He's been a vocal proponent for healthcare for veterans and in 2019 gave an emotional speech to Congress where he spoke about how he and 9/11 first responder Ray Pfeifer knocked on doors to speak to lawmakers who dodged their questions or turned them away.

On Friday, Stewart lashed out at GOP Sen. Ted Cruz on Twitter over the healthcare bill. Cruz, of Texas, was one of several GOP lawmakers seen fist-bumping after the bill was blocked

Cruz said he supports the bill but disputed Democrats "playing a budgetry trick," by taking "$400 billion in discretionary spending and shifted it to mandatory spending." 

Stewart replied and said there was no trick. 

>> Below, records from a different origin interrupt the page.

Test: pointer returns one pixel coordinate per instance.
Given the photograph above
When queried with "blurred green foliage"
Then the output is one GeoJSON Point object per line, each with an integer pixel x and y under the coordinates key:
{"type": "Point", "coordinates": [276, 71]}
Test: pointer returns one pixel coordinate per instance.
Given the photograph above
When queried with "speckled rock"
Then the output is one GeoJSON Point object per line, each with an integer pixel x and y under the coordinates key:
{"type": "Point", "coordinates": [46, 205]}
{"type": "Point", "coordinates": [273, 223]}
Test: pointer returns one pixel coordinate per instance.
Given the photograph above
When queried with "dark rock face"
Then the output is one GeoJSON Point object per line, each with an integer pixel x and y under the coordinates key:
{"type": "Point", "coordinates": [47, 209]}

"Everything in the government is either mandatory or discretionary spending depending on which bucket they feel like putting it in. The whole place is basically a fucking shell game," Stewart said.  "And, he's pretending that this is some new thing that the Democrats pulled out, stuck into the bill and snuck it past one Ted Cruz." 

Poking fun at Cruz, Stewart added: "Now, I'm not a big city Harvard educated lawyer, but I can read. It's always been mandatory spending." 

On Sunday, Stewart told Todd that he's seen the real people impacted by these provisions. 

"I've been with them for four years fighting through this. I've seen them through their defeats and their victories. But here's the other thing, I've seen them die," Stewart said. 

He added that he's seen veterans who were sick who died while fighting to pass this bill. Stewart said that while these veterans were "sick, utterly incapacitated by the injustices and illness that they've been dealing with," they decided to spend their "last precious times" fighting so that other veterans don't have to deal with the same things.